Jamie from Alaska kept me from following my usual tendency to run and hide. On the night of the first day of class he cajoled me into a late beer and a flip through his portfolio. I had carefully thrown together a small folder of my recent favorites to bring to the school, and then left them behind on the floor of my office. I showed him what I had, and got a couple of good laughs. That's all we ask, good laughs. Jamie's stuff was stylistically self-assured. He decided what he wanted and kept after it from a much younger age than I did.

Harry works in a classic artistic style. I thought of it as "unplugged." While most of the other cartoonists went on enthusiastically about Photoshop, Harry produced his effects right in front of us, with washes over line drawings and graphite shading. This is not to say that he doesn't know or can't use electronic techniques. He just learned the old way and is very comfortable with it. I'm eight years older than he is, and lived nomadically for many years. I like simple media that don't need to be plugged in.

Many of the students drew constantly. The most visually oriented were drawing fairly fully-realized sketches. I could understand them embracing electronic image manipulation the way I embraced electronic editing and revision. Because I pursued writing professionally and drawing as a sideline, I did not run along with the leading edge of imaging technology, but I'll kill anyone who tries to take away my computer as a writing tool.

The evening of Day Two we were technically on deadline to have a finished gag cartoon by 10 the next morning. So four of us decided to hike over to the next state to a brew pub to either increase the octane of our creative juices or kill enough brain cells to make our ideas seem funny enough to spend the ink on.

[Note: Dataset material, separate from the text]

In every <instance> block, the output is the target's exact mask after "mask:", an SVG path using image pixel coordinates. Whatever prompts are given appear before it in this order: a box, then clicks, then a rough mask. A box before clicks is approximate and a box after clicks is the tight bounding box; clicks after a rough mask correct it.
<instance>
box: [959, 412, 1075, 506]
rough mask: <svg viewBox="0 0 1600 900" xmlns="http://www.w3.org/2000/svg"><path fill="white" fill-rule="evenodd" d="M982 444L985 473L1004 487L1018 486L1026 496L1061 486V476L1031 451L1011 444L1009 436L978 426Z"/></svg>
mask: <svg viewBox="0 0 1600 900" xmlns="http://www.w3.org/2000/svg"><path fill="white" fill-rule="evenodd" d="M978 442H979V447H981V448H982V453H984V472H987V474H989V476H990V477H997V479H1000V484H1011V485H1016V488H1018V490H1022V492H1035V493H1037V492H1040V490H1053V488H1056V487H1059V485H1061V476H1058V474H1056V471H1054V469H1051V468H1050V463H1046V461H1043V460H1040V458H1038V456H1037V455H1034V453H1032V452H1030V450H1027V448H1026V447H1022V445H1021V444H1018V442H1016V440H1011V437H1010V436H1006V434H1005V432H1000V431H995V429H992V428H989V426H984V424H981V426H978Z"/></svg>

The walk was longer than we anticipated. By the time we figured that out, we had gone so far that we would lose even more pub time by hiking back for a car. And someone wisely pointed out that we might not want to drive on the way back anyway.

We did a good job cracking each other up. And our waitress had a boob tattoo of Chinese characters. I think it was Geoff the Canadian who finally asked her what it said.

"It means 'high spirits,'" she said.

After she left we came up with alternate translations. The one Geoff finally used for his cartoon was "It means 'sexual harassment.'" We'd also tried "It means 'my eyes are up here, buddy.'"

On the last day, Harry had left. Our instructor was Karen Sneider, another working professional. She observed that she's "kind of the Antiharry" when it comes to drawing technique. She works a lot in photoshop, though not as much as one cartoonist both she and Harry invoked, who does it all in the computer and never puts out anything on paper.

Everyone agreed that the prime objective is a good cartoon. How you get there is your own business. There are many tools.

When the class finally ended, each person demonstrated their style of leave-taking. Some obviously subscribe to the "rip-off-the-Band-Aid" school, while others have trouble jetting away from a great experience. I hung out for a while before drifting slowly out into the summer afternoon. After a leisurely trip through the Coolige Cards convenience store for travel coffee and a chunk of chocolate, I found Geoff the Canadian still around the Hotel Coolidge parking lot. We had one last chat before parting to return to our former lives. We wished each other well. Then it was time to go.